Dr. Luís Roberto Barroso é parte integrante de uma nova geração de doutrinadores que prometem revigorar o Direito Constitucional nacional com novas ideias e métodos de interpretações. Dentre as características que marcam sua personalidade está o interesse pela defesa intelectual de casos polêmicos. Além de diversos livros e artigos publicados no Brasil e no exterior, Dr. Barroso é conhecido por ser especialista em Engenharia do Estado e possui grande habilidade na construção de argumentações jurídicas.
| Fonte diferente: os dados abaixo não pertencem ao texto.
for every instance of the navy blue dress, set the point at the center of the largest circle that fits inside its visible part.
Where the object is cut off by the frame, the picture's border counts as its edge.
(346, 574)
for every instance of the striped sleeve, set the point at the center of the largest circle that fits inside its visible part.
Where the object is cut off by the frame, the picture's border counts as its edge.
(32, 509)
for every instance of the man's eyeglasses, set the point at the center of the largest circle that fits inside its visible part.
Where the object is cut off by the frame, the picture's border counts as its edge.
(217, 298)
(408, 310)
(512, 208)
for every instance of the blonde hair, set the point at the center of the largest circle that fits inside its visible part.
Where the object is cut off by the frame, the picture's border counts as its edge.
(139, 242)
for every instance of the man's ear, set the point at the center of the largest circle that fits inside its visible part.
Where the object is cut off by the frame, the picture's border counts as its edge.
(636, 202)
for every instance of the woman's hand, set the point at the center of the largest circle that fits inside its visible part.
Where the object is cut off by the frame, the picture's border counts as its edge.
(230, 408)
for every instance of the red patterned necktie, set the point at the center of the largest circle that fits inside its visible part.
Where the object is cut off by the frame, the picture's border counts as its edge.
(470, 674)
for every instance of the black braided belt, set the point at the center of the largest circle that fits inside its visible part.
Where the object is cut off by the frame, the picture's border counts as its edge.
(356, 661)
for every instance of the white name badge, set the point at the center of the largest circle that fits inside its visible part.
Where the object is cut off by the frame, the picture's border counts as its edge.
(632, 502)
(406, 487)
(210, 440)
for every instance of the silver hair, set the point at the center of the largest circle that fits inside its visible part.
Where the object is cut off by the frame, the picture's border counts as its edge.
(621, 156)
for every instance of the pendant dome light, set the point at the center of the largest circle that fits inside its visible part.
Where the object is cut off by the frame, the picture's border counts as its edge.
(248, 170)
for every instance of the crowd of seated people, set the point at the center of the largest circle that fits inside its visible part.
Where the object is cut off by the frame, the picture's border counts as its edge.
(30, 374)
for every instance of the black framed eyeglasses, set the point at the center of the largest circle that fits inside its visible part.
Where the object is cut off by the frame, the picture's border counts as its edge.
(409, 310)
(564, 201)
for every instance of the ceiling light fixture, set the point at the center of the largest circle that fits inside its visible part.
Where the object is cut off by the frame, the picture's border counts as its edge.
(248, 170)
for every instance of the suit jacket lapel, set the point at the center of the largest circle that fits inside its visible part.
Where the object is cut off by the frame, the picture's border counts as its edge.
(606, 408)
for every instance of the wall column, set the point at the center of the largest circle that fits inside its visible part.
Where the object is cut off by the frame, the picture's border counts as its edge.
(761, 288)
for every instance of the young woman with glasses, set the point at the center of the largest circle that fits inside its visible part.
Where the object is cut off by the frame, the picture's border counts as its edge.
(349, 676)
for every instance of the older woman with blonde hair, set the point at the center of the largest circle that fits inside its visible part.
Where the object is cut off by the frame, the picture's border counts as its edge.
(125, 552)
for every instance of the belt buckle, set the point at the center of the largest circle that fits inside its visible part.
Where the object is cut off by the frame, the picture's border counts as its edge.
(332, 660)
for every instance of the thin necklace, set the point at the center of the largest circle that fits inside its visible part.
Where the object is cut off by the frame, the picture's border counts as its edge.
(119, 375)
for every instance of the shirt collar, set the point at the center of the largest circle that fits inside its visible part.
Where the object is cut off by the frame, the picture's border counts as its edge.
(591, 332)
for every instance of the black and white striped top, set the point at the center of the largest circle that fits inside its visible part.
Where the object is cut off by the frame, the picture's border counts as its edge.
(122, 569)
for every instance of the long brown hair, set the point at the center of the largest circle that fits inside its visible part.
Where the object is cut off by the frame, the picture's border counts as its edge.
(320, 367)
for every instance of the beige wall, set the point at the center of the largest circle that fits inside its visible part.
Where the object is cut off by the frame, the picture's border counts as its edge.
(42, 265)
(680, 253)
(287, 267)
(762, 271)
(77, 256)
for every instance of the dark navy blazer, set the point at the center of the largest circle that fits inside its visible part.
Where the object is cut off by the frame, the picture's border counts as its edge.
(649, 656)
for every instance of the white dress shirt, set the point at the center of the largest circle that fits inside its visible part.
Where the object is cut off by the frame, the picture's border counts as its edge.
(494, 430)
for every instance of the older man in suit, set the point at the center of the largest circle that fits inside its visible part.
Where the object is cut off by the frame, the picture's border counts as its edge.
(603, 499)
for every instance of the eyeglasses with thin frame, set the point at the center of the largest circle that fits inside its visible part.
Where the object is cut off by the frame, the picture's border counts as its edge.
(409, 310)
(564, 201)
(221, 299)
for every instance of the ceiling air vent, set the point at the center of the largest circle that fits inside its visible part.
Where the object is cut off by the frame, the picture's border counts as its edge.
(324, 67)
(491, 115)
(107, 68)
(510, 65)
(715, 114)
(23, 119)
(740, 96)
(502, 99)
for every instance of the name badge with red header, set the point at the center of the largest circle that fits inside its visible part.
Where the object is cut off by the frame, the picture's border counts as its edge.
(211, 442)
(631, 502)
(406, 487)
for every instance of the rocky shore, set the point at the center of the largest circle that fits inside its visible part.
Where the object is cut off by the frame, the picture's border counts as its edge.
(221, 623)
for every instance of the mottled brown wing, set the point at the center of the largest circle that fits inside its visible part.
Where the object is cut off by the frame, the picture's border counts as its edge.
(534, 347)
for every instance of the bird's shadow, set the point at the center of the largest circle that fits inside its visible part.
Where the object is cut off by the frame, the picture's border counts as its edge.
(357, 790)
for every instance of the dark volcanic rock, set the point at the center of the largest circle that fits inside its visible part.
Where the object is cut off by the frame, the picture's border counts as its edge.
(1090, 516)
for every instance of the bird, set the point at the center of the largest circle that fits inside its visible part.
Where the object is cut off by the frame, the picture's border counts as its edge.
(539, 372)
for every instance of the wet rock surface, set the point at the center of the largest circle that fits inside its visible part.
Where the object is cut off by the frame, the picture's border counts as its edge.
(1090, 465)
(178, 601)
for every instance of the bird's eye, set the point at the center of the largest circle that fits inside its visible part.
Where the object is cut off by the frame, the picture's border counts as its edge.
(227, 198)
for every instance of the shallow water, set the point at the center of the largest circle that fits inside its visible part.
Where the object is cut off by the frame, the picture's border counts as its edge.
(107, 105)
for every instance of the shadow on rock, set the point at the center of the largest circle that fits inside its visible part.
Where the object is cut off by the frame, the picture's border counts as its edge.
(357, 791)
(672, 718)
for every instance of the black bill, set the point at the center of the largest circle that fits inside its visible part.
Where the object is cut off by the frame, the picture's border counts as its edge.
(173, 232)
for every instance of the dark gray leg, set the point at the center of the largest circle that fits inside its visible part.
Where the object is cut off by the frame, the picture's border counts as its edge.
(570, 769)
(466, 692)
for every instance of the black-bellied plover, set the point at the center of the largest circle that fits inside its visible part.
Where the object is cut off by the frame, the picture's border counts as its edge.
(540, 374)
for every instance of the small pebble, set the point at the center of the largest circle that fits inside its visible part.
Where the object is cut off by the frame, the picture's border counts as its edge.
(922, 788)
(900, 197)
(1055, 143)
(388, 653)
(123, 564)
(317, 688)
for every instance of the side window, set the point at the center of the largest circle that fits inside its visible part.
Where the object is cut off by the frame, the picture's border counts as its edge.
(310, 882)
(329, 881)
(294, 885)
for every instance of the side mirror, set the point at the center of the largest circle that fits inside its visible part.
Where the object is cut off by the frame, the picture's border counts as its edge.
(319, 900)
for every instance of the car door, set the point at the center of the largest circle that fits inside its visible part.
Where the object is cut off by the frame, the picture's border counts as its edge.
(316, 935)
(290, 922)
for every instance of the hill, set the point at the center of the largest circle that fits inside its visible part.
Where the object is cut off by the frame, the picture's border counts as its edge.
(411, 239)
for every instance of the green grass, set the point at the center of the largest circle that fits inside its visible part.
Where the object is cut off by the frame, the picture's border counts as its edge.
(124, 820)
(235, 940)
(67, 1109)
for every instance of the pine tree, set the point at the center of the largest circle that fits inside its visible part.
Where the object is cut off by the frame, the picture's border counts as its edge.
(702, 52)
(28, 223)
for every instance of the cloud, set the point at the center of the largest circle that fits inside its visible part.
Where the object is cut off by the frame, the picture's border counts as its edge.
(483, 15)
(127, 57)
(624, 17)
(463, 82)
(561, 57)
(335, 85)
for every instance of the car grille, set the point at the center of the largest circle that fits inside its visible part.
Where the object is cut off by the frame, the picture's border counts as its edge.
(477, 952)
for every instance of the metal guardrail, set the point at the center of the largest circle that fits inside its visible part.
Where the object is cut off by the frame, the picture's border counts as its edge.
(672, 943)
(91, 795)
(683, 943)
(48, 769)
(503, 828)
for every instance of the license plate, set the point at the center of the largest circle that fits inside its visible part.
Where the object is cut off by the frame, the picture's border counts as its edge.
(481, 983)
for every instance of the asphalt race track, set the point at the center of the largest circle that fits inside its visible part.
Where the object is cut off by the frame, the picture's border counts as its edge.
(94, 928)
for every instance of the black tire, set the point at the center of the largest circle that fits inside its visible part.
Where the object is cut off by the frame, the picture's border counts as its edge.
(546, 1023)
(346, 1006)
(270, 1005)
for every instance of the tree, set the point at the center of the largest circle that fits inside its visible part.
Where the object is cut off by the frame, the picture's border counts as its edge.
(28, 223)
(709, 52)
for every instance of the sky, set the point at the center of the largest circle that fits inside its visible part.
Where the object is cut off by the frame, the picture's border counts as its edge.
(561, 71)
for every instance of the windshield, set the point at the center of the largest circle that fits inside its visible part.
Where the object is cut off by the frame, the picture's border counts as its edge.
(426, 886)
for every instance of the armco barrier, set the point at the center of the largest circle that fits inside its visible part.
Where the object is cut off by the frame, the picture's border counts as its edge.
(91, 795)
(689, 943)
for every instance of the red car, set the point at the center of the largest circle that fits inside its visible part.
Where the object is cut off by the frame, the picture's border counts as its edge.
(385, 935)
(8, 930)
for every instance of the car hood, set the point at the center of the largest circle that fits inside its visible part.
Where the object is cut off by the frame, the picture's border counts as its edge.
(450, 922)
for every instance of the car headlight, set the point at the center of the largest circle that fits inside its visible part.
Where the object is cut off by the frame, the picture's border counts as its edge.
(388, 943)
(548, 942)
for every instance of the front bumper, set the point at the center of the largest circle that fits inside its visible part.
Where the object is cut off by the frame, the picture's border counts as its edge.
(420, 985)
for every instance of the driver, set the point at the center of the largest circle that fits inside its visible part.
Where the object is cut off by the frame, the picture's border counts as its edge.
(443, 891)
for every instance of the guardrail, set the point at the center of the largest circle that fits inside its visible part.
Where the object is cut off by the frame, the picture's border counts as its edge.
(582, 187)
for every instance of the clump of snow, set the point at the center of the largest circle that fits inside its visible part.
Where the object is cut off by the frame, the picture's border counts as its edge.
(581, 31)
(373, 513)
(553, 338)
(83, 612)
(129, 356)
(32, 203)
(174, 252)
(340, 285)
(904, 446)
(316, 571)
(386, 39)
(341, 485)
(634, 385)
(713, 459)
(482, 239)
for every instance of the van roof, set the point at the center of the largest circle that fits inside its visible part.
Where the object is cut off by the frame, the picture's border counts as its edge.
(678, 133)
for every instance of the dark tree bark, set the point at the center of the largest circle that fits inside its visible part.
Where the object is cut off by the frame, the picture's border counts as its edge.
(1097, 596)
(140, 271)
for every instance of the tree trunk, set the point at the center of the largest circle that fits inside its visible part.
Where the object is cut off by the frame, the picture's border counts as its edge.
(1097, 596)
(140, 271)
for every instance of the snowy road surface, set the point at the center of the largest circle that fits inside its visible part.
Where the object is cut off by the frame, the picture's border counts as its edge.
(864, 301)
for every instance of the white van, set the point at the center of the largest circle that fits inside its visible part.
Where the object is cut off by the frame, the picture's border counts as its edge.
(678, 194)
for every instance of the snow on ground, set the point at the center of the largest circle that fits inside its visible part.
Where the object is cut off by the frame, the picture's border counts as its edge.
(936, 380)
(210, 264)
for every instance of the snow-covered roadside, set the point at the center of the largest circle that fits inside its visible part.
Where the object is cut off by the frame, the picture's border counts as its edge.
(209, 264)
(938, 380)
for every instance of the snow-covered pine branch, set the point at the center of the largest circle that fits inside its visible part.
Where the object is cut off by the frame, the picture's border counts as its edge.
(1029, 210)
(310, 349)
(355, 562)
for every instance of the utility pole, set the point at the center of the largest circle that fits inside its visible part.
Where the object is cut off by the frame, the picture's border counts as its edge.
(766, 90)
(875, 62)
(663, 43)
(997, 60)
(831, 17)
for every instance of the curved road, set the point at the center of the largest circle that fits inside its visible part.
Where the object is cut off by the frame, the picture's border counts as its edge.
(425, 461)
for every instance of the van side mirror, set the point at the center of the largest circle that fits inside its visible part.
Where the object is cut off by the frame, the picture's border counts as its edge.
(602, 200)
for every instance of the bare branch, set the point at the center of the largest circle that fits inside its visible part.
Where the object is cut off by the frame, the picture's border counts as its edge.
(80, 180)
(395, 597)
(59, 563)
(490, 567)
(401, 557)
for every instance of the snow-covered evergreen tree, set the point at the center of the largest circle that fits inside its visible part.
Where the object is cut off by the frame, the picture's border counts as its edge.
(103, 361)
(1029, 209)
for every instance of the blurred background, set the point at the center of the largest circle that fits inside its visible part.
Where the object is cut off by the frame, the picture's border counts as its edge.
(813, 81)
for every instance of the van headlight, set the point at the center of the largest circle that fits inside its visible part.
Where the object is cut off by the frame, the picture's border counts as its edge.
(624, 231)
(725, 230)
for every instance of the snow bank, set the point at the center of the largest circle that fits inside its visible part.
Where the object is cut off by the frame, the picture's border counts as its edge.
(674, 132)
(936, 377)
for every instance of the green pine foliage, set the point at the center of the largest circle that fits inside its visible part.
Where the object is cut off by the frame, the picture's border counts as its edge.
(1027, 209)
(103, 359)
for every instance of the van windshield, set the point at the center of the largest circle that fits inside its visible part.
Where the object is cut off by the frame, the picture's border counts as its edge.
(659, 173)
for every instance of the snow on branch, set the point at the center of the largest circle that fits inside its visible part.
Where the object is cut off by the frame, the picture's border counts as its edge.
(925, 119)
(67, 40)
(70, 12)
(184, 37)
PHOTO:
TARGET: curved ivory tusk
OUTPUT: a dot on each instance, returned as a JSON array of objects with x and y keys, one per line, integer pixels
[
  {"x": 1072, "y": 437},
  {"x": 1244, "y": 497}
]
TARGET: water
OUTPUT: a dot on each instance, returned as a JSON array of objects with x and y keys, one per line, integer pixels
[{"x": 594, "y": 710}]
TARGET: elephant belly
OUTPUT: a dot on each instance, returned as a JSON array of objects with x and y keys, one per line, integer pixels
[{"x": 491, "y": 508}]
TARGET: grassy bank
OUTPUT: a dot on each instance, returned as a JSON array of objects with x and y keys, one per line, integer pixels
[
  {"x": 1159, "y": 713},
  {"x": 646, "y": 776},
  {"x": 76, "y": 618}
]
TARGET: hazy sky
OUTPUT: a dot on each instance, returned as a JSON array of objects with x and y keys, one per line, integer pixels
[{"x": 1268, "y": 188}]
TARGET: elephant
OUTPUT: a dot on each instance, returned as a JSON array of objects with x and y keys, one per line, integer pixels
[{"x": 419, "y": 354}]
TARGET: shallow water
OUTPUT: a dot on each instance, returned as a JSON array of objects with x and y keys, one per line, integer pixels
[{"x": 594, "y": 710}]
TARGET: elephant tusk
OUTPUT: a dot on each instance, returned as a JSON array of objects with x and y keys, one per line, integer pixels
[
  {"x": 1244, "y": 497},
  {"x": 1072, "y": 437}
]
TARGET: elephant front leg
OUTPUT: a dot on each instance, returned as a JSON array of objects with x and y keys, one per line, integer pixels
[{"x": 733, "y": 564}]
É formado pela Universidade do Estado do Rio de Janeiro (UERJ) e advoga desde 1981. Entre outros, cursou Master of Laws (LL.M) na Universidade de Yale, EUA; é doutor em Direito pela Universidade do Estado do Rio de Janeiro (UERJ); professor na mesma universidade e na Escola da Magistratura do Estado do Rio de Janeiro (EMERJ).

Especialmente nesta edição, o Presidente da OAB Federal, Dr. Cézar Britto, é o nosso convidado para entrevistar o Dr. Barroso. Confira a seguir.


ESTADO  E CONFLITOS NO JUDICIÁRIO

Dr. Cézar Britto -  O Sr. é defensor e apaixonado pela Constituição, como são todos  os constitucionalistas. Até aí nenhuma novidade, pois ela é um  instrumento de defesa do Estado Democrático de Direito. Mas se o "Centrão" tivesse sido vencedor dos debates e ela fosse conservadora,  o senhor ainda falaria na imodificabilidade dos seus princípios?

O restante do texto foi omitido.